Hi, trying to prepare some BAM files using picard/MarkDuplicates I got a SAM validation error (Padding operator not between real operators in CIGAR) for a few reads. I figured I'd remove them using FilterSamReads. I built a list of reads by running ValidateSamFile, then putting the read names into a text file to use as read list file. However, if I run the filtering step, FilterSamReads will stop with the same exception as MarkDuplicates, complaining about the very reads I'm trying to remove. I'm probably missing out on something here, but I'm stuck right now.
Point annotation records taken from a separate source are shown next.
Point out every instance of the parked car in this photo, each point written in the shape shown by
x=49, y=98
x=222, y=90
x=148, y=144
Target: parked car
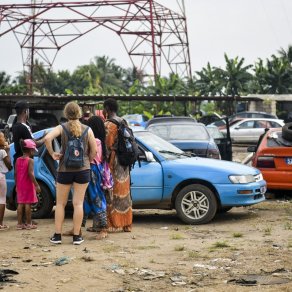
x=186, y=134
x=164, y=178
x=245, y=115
x=273, y=156
x=136, y=120
x=249, y=130
x=223, y=143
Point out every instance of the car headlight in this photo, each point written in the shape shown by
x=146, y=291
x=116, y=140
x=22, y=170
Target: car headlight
x=242, y=179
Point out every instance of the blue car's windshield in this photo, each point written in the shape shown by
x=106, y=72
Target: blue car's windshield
x=167, y=150
x=186, y=132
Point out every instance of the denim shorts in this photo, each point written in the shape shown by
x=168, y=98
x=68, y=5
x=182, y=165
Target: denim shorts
x=80, y=177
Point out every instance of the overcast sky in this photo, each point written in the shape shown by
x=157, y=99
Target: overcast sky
x=244, y=28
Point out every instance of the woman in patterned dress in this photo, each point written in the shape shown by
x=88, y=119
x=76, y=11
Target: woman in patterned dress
x=120, y=208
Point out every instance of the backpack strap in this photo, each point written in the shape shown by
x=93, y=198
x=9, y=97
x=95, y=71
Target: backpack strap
x=114, y=121
x=69, y=134
x=84, y=133
x=66, y=131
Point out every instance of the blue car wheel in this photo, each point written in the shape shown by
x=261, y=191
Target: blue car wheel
x=196, y=204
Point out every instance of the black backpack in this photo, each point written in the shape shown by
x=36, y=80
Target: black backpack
x=127, y=148
x=74, y=152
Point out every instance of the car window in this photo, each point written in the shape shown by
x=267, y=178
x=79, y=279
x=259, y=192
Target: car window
x=215, y=133
x=159, y=145
x=260, y=124
x=180, y=132
x=274, y=125
x=160, y=130
x=247, y=125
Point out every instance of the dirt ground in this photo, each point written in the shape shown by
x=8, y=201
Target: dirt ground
x=246, y=249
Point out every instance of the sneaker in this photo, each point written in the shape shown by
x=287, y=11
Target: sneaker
x=77, y=239
x=56, y=239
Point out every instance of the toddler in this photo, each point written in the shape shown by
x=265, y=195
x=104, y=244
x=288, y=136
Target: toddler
x=26, y=184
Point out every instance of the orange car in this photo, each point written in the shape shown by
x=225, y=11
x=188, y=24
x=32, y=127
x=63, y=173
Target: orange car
x=273, y=157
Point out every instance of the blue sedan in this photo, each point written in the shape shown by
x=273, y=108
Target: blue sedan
x=165, y=178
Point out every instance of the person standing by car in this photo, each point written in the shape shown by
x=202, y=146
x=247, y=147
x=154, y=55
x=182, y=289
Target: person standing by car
x=26, y=184
x=68, y=177
x=5, y=166
x=21, y=128
x=101, y=180
x=120, y=209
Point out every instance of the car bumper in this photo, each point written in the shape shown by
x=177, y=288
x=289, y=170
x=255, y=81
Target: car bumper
x=241, y=194
x=278, y=180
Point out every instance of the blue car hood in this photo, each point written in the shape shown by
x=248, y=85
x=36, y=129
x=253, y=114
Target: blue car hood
x=212, y=170
x=185, y=144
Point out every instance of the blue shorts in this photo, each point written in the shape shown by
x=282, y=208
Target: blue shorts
x=80, y=177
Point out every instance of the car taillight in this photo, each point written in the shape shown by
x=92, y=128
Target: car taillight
x=265, y=162
x=213, y=153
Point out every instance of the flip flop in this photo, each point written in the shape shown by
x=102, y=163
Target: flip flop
x=20, y=226
x=30, y=226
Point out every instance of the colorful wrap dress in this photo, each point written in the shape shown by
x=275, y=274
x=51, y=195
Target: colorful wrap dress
x=119, y=210
x=94, y=201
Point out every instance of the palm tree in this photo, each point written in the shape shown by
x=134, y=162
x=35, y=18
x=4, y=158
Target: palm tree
x=286, y=54
x=208, y=82
x=234, y=79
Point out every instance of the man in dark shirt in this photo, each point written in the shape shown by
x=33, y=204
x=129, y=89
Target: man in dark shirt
x=21, y=128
Picard version used is: 2.16.0-1-g763d98e-SNAPSHOT, Java is: OpenJDK 64-Bit Server VM 1.8.0_131-8u131-b11-1~bpo8+1-b11, command is:
java -jar /home/picard/build/libs/picard.jar FilterSamReads I=input.bam FILTER=excludeReadList O=output.bam USE_JDK_INFLATER=true USE_JDK_DEFLATER=true RLF=input.bam.brokenreads
Exception thrown is:
ERROR 2017-12-12 14:48:43 FilterSamReads Failed to filter 1724-0121-WholeExome_S1_L001_R1_001_paired.bam
htsjdk.samtools.SAMFormatException: SAM validation error: ERROR: Read name NS500396:228:HKL5MBGX2:1:12210:18362:13274_2:N:0:TAAGGCGA, Padding operator not between real operators in CIGAR
at htsjdk.samtools.SAMUtils.processValidationErrors(SAMUtils.java:454)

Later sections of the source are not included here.